A movie log formerly known as Bookishness / By Charles Matthews

"Dazzled by so many and such marvelous inventions, the people of Macondo ... became indignant over the living images that the prosperous merchant Bruno Crespi projected in the theater with the lion-head ticket windows, for a character who had died and was buried in one film and for whose misfortune tears had been shed would reappear alive and transformed into an Arab in the next one. The audience, who had paid two cents apiece to share the difficulties of the actors, would not tolerate that outlandish fraud and they broke up the seats. The mayor, at the urging of Bruno Crespi, explained in a proclamation that the cinema was a machine of illusions that did not merit the emotional outbursts of the audience. With that discouraging explanation many ... decided not to return to the movies, considering that they already had too many troubles of their own to weep over the acted-out misfortunes of imaginary beings."
--Gabriel García Márquez, One Hundred Years of Solitude

Thursday, May 6, 2010

Poem of the Day: Ernest Dowson

Non sum qualis eram bonae sub regno Cynarae

Last night, ah, yesternight, betwixt her lips and mine 
There fell thy shadow, Cynara! thy breath was shed 
Upon my soul begtween the kisses and the wine; 
And I was desolate and sick of an old passion,
     Yea, I was desolate and bowed my head; 
I have been faithful to thee, Cynara! in my fashion. 

All night upon mine heart I felt her warm heart beat, 
Night-long within mine arms in love and sleep she lay; 
Surely the kisses of her bought red mouth were sweet; 
But I was desolate and sick of an old passion, 
     When I awoke and found the dawn was gray; 
I have been faithful to thee, Cynara! in my fashion. 

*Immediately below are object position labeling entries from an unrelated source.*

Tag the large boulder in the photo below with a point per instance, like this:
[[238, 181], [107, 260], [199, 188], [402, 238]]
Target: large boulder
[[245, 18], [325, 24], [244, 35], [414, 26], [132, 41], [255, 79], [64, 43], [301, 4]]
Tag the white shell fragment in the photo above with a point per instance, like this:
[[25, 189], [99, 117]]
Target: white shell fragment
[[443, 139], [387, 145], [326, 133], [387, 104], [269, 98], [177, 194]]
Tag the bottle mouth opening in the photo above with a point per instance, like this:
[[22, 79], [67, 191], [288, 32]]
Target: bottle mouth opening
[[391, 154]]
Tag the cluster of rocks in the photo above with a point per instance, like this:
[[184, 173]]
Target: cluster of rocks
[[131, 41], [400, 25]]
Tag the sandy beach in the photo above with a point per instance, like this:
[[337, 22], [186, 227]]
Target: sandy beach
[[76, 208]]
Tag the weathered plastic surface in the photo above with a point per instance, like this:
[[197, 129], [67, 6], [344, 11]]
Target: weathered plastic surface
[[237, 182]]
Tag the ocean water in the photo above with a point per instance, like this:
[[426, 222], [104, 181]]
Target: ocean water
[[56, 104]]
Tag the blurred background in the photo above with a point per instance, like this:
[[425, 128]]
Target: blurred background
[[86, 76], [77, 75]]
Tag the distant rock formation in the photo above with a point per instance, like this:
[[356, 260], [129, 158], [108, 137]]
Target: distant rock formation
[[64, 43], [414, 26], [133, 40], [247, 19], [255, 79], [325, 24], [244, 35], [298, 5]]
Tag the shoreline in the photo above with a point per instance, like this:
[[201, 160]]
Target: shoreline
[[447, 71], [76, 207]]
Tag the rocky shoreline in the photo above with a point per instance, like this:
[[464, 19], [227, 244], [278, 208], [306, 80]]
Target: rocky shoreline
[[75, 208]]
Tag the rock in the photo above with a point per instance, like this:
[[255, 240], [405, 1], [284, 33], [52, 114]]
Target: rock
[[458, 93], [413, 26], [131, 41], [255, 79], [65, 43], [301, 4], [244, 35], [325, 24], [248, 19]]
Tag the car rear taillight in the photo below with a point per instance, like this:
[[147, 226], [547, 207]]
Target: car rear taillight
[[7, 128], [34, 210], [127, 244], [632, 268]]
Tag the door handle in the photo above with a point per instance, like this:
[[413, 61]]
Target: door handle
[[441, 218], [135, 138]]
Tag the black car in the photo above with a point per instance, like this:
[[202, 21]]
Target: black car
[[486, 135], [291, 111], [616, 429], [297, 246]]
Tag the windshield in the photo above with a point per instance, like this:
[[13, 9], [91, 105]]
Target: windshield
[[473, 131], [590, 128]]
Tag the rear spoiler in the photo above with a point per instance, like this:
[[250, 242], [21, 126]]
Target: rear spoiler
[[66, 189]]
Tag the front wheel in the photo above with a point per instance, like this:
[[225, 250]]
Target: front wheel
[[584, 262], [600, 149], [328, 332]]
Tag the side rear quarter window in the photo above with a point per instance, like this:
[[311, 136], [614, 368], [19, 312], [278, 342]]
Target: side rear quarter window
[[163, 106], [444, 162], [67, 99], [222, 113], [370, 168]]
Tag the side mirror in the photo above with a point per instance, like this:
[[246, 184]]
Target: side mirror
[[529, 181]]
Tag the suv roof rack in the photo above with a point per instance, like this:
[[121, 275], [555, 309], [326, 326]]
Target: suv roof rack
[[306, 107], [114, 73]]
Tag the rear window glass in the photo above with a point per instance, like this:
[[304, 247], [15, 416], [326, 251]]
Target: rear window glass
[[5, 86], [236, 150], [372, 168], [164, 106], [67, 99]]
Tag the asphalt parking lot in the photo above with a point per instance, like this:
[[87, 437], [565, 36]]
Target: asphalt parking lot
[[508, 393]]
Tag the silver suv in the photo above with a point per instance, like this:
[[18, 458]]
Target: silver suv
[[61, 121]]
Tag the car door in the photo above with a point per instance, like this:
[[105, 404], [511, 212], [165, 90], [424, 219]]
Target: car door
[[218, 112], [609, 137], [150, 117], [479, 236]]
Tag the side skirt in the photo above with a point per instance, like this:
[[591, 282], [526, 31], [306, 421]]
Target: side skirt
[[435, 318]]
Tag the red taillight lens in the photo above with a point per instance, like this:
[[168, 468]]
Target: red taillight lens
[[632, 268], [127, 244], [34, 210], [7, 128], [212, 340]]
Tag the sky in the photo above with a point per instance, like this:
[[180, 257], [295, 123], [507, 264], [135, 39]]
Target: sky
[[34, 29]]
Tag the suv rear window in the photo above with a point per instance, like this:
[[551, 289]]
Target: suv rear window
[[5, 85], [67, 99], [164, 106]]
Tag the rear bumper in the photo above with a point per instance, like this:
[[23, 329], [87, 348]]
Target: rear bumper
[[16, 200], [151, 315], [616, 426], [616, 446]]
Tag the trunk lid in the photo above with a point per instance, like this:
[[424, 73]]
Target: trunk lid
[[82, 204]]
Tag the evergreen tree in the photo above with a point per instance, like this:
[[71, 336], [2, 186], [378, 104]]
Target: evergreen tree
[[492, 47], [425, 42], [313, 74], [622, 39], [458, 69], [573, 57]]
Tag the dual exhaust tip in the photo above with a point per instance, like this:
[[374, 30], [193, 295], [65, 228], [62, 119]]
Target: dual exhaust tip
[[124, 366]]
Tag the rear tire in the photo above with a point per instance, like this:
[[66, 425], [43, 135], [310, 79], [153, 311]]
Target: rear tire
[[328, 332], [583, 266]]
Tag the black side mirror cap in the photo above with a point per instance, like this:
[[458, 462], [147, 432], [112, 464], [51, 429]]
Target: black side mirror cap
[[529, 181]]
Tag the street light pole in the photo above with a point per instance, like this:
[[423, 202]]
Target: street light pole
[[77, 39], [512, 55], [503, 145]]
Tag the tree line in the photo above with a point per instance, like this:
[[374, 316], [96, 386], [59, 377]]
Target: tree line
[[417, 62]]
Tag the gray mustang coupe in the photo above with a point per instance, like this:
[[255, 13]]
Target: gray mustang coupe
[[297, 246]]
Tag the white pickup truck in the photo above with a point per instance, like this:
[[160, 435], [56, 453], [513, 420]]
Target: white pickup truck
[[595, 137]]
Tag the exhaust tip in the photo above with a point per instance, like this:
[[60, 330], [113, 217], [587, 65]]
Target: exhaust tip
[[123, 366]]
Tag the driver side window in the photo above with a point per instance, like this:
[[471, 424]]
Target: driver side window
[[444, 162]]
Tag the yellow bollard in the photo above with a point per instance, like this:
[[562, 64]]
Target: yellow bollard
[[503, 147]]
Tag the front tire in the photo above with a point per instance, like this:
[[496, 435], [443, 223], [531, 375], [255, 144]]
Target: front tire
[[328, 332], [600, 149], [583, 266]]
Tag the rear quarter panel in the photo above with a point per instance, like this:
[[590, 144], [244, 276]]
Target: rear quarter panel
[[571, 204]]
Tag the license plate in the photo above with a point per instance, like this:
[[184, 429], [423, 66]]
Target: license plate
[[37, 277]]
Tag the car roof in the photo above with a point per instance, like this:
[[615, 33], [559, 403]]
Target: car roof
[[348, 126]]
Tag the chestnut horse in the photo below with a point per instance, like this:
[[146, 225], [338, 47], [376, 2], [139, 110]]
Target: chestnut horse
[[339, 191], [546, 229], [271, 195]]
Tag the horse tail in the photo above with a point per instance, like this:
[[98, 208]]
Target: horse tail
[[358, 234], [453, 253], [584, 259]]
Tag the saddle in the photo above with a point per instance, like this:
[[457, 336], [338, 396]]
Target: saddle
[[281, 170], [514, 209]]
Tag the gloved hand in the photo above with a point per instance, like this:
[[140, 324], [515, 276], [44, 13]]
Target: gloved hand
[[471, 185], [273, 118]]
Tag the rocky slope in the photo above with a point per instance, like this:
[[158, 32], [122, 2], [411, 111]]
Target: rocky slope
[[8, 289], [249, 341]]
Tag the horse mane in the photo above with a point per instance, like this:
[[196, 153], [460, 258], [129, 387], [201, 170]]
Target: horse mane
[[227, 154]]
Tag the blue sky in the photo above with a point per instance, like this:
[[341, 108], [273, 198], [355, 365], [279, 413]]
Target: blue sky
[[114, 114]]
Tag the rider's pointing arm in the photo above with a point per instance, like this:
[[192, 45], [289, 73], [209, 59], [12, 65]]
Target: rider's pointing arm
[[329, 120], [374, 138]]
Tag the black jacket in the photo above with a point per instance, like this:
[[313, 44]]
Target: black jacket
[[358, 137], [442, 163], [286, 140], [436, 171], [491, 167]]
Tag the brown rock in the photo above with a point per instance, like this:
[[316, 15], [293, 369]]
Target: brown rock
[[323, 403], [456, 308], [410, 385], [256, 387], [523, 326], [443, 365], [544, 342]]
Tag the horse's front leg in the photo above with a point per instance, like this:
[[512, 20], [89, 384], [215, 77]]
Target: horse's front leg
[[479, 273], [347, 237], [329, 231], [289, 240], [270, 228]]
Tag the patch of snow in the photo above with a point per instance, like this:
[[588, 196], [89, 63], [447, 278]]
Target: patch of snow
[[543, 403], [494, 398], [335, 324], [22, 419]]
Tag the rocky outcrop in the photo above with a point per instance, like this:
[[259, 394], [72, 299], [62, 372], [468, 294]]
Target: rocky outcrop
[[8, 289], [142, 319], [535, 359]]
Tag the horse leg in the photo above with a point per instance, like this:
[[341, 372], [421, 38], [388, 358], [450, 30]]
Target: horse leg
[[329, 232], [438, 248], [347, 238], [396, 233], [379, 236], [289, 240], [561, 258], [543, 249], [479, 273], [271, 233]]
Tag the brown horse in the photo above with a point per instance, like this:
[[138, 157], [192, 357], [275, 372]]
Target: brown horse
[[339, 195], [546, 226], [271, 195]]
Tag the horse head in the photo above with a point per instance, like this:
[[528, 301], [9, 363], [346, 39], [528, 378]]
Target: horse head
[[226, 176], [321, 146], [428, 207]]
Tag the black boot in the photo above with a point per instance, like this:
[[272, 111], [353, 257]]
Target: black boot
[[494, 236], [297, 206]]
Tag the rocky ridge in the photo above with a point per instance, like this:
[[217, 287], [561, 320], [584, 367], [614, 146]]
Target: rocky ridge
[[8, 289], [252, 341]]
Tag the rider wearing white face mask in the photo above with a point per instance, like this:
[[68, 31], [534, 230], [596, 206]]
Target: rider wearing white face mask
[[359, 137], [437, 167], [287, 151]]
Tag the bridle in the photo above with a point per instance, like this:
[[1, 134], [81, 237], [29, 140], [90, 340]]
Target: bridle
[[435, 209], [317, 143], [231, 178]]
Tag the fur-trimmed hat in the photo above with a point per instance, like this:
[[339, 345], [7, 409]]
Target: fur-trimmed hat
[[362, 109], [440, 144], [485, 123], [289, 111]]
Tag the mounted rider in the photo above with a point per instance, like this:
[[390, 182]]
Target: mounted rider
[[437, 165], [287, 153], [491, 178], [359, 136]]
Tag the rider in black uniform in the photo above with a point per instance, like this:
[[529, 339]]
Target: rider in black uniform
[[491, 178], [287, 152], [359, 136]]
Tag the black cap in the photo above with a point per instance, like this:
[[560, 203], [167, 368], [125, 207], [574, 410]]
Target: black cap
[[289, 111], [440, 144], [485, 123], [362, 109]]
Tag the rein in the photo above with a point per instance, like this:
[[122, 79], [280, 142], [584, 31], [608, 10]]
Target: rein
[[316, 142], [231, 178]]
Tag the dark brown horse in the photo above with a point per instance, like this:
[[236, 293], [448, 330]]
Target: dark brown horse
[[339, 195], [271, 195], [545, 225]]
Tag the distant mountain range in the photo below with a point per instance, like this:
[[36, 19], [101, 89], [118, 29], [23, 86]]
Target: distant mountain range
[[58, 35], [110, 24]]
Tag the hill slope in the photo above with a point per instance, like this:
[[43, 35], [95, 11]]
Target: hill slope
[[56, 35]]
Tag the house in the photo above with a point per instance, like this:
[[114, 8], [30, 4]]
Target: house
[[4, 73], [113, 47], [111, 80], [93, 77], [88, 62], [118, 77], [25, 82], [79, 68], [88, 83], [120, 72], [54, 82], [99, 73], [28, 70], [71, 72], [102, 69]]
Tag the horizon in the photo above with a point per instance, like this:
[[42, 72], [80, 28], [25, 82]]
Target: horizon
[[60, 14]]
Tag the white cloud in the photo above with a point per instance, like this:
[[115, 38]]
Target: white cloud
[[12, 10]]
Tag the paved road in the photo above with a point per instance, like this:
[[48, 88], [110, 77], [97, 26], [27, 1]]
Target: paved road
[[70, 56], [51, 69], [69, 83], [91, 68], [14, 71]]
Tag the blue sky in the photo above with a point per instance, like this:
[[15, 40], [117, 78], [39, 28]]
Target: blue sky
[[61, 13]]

I have forgot much, Cynara! gone with the wind, 
Flung roses, roses riotously with the throng, 
Dancing, to put thy pale, lost lilies out of mind; 
But I was desolate and sick of an old passion, 
     Yea, all the time, because the dance was long: 
I have been faithful to thee, Cynara! in my fashion. 

I cried for madder music and for stronger wine 
But when the feast is finished and the lamps expire, 
Then falls thy shadow, Cynara! the night is thine; 
And I am desolate and sick of an old passion, 
     Yea hungry for the lips of my desire: 
I have been faithful to thee, Cynara! in my fashion.
--Ernest Dowson 

What is there to say about a poet whose two most famous poems are famous for having given titles to works more famous than the poems themselves? In this case, a certain novel by Margaret Mitchell and a song by Cole Porter. The other one is in a poem called "Vitae summa brevis spem nos vetat incohare longam." The titles of both poems come from Horace's odes: This one means "I am not what I was under the reign of the good Cynara."